With that in mind, we replace P(t) with 17500 and solve like so.
P(t) = 35e^(2t)
17500 = 35e^(2t)
17500/35 = e^(2t)
500 = e^(2t)
Ln(500) = Ln( e^(2t) ) ... this is where logs come in
Ln(500) = 2t*Ln(e) .... use the rule log(A^B) = B*log(A)
Ln(500) = 2t*1
2t = Ln(500)
t = Ln(500)/2
t = 3.1073040492111
It will take a little over 3 days to reach a population of 17,500 bacteria.
For day 0, aka the starting day, we have:
P(t) = 35e^(2t)
P(0) = 35e^(2*0)
P(0) = 35e^(0)
P(0) = 35*1
P(0) = 35
There are 35 bacteria at the start.
Let's see how many there are for day 1.
P(t) = 35e^(2t)
P(1) = 35e^(2*1)
P(1) = 35e^(2)
P(1) = 35*7.38905609893584
P(1) = 258.616963462754
So about 258 bacteria if we only consider whole numbers of bacteria.
Now day 3
P(t) = 35e^(2t)
P(3) = 35e^(2*3)
P(3) = 35e^(6)
P(3) = 35*403.428793493586
P(3) = 14,120.0077722756
About 14120 bacteria at this point.

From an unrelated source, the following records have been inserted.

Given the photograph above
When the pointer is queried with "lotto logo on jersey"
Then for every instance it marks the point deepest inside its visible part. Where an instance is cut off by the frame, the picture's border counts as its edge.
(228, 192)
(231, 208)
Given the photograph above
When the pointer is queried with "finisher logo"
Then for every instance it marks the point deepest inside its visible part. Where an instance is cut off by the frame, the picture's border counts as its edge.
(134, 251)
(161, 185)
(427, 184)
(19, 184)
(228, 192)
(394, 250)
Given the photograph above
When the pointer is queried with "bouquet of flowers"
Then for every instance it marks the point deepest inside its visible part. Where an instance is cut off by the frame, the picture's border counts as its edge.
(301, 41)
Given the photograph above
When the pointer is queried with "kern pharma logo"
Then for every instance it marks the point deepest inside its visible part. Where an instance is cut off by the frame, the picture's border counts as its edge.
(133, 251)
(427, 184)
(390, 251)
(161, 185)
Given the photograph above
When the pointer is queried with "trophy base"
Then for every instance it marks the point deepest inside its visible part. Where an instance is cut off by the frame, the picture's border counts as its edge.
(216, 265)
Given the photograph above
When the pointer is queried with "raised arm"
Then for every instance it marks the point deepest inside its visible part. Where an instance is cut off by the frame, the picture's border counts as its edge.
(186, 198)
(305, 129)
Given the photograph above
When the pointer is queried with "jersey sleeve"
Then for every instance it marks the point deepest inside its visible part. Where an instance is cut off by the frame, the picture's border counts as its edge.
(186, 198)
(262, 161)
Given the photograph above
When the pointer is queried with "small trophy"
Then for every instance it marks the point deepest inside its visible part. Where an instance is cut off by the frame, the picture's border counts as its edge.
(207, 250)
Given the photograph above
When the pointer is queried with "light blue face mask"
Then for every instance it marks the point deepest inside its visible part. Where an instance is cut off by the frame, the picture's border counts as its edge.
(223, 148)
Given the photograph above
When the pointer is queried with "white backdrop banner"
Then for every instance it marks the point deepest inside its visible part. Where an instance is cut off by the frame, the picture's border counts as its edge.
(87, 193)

We're getting pretty close to the target 17,500.
Let's look at day 4
P(t) = 35e^(2t)
P(4) = 35e^(2*4)
P(4) = 35e^(8)
P(4) = 35*2980.9579870501
P(4) = 104,333.529546753
We've reached about 104333 bacteria which is definitely way over the target of 17,500.
These numeric results help show that we reach a population of 17,500 in the interval 3 < t < 4, which helps confirm the answer we reached a while back earlier.
Answer: Approximately 3.107304 days.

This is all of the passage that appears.